Design and construction
- Architects: Bellante & Clauss; Carroll, Grisdale & Van Alen; Stewart, Noble, Class & Partners
- Engineer: Lev Zetlin & Associates

= James A. Byrne United States Courthouse =

American federal court house

The James A. Byrne United States Courthouse is a Federal courthouse in the Center City region of Philadelphia. The court houses the United States Court of Appeals for the Third Circuit and the United States District Court for the Eastern District of Pennsylvania. It is located at 601 Market Street between N. 6th and N. 7th Streets, next to Independence Mall. The building is named after James A. Byrne, a former Democrat in the U.S. House of Representatives.

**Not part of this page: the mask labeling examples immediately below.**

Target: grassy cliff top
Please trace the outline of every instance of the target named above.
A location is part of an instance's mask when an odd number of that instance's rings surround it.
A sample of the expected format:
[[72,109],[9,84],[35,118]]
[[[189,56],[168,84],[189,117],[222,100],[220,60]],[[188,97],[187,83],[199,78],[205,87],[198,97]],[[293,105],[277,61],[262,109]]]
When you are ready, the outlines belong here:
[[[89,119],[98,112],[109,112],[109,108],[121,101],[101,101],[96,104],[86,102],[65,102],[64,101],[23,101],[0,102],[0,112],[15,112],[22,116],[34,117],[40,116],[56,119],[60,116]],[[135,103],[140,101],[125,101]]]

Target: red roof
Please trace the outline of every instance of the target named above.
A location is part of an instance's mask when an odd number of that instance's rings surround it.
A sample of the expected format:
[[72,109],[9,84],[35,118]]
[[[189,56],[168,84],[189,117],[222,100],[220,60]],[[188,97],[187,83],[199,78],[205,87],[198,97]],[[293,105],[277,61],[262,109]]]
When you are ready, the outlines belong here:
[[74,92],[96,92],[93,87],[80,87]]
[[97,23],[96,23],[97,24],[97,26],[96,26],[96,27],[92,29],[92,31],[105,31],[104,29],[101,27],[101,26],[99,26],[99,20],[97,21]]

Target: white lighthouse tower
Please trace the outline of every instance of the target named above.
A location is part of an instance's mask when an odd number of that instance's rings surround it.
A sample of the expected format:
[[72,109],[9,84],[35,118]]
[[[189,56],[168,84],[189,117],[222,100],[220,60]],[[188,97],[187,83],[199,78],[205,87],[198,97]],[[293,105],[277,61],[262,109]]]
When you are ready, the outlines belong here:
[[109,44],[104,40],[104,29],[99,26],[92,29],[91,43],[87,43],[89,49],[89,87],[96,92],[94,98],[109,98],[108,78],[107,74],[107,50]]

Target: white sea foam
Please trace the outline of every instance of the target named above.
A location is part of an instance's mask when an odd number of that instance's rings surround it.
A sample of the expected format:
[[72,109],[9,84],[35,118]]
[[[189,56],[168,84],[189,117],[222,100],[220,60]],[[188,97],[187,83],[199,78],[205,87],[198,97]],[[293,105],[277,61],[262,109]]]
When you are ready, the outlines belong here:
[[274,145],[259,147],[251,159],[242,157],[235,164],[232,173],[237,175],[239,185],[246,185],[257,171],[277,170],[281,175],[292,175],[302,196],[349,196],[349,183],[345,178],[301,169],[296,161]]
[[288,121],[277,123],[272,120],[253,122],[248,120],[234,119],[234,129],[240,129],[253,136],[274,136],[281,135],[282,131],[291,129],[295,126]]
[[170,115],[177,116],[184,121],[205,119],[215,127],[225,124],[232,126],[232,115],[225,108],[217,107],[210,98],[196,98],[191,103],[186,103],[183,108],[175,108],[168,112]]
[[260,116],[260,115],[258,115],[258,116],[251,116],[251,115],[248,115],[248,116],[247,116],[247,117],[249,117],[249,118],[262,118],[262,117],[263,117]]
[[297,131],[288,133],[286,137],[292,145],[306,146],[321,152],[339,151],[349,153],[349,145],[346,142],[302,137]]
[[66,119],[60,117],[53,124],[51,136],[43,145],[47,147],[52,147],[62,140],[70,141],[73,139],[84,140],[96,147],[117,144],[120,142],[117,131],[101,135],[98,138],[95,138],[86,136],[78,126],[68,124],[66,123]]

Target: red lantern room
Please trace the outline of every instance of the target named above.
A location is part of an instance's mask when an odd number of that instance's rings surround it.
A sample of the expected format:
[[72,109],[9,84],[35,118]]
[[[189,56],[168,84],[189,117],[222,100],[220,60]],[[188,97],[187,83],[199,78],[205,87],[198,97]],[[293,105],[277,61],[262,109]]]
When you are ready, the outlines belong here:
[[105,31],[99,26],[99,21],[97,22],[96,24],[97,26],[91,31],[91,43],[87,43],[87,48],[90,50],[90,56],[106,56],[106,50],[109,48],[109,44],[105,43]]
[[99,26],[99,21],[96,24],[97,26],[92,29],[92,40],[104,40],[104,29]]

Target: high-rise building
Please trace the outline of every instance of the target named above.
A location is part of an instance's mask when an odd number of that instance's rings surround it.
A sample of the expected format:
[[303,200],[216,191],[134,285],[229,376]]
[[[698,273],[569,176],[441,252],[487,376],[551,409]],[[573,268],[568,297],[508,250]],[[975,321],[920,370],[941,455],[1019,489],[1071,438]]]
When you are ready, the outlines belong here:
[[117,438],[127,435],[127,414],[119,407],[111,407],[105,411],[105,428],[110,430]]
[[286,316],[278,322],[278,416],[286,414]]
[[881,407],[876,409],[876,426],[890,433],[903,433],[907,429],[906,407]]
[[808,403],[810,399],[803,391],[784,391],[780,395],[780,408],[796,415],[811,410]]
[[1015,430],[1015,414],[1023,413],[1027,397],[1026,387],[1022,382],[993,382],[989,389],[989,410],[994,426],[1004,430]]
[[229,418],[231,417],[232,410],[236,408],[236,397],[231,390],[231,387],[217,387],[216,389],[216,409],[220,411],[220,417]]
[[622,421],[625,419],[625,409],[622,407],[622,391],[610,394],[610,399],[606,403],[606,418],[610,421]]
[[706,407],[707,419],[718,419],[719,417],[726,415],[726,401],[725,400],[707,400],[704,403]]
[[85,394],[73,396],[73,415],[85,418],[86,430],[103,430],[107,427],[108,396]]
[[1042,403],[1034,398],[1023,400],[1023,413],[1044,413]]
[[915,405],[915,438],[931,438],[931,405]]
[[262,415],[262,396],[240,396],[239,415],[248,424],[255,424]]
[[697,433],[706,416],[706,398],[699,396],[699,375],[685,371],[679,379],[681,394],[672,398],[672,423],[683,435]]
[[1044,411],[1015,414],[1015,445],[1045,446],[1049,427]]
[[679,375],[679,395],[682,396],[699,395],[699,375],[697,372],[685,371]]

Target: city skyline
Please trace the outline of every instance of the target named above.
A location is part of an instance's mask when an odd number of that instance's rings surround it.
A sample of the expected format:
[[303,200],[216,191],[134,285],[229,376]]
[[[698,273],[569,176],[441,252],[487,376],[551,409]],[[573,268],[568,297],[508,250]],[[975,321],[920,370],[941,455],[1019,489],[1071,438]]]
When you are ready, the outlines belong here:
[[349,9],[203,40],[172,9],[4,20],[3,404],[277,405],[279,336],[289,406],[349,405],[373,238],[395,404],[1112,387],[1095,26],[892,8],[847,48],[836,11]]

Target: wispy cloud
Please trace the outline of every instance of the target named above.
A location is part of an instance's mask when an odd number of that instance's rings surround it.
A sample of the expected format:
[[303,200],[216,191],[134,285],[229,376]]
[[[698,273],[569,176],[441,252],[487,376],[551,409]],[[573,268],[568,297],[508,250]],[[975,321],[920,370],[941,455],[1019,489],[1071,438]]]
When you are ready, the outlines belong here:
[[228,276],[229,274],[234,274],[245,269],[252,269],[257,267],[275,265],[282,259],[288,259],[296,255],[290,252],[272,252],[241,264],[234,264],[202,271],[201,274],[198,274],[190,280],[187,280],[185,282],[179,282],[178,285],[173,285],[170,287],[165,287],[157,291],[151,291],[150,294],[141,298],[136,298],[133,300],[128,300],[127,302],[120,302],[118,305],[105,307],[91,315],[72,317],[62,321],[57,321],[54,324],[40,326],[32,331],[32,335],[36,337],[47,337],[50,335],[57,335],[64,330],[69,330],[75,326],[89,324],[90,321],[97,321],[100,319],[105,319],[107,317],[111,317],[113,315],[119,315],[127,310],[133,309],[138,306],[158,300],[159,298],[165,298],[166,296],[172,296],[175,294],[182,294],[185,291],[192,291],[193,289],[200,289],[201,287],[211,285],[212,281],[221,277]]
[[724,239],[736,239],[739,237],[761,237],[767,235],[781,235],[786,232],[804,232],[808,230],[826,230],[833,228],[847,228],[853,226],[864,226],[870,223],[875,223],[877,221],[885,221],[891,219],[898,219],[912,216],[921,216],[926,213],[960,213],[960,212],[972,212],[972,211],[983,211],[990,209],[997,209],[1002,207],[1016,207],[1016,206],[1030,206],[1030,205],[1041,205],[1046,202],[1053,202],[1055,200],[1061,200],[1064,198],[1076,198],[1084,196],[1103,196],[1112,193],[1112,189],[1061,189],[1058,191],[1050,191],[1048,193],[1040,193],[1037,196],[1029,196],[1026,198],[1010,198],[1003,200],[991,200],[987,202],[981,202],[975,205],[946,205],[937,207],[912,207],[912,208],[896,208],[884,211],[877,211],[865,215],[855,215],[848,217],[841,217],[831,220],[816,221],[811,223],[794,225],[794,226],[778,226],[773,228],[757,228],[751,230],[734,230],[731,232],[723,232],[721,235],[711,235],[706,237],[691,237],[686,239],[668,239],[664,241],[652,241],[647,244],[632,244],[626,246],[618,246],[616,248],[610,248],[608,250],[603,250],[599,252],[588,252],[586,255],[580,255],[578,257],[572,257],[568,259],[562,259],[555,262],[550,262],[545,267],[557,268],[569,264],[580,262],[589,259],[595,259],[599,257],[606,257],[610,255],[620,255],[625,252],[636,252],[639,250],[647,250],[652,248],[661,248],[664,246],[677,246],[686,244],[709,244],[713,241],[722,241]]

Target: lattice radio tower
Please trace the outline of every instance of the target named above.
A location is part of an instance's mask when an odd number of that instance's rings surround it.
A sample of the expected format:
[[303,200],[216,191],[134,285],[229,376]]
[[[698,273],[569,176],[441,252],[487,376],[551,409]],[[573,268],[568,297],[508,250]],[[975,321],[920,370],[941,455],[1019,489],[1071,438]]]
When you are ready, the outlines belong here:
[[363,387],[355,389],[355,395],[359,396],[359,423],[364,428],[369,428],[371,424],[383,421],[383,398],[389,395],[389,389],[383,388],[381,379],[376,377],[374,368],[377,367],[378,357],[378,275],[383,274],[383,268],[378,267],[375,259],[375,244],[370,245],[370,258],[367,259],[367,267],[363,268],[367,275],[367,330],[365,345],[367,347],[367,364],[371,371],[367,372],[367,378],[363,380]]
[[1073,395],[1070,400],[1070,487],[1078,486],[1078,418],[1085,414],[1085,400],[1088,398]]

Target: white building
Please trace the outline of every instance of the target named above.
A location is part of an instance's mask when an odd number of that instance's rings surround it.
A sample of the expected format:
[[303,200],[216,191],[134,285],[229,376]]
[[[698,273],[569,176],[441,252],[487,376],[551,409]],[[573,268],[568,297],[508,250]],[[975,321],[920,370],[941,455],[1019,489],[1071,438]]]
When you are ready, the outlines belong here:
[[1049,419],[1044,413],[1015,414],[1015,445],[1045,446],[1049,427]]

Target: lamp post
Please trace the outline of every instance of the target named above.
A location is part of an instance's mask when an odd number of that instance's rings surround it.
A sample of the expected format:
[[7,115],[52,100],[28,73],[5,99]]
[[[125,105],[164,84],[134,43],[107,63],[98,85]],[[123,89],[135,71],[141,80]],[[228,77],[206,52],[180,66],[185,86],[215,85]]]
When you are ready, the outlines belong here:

Construction on the building, which overlooks Independence National Park, began in 1970. The building and the adjacent federal building were both designed by Bellante & Clauss, Carroll, Grisdale & Van Alen and Stewart, Noble, Class & Partners, all of Philadelphia. It opened in late 1975, to coincide with the celebration of the Bicentennial of the Declaration of Independence. It houses a Louise Nevelson sculpture titled Bicentennial Dawn. Under the leadership of former Chief Third Circuit Judge Edward R. Becker, the main entrance and ground floor lobby were redesigned in 2004 to be more inviting and educational to the general public. After his death in 2006, the lobby, which features quotations on the importance of the right to jury trial, was dedicated to and named for Judge Becker.

Along with the adjacent William J. Green, Jr. Federal Building, the Courthouse is part of the largest Federal complex in Philadelphia, with 1.7 million gross square feet. It shares mechanical systems and an underground garage with the Green Building.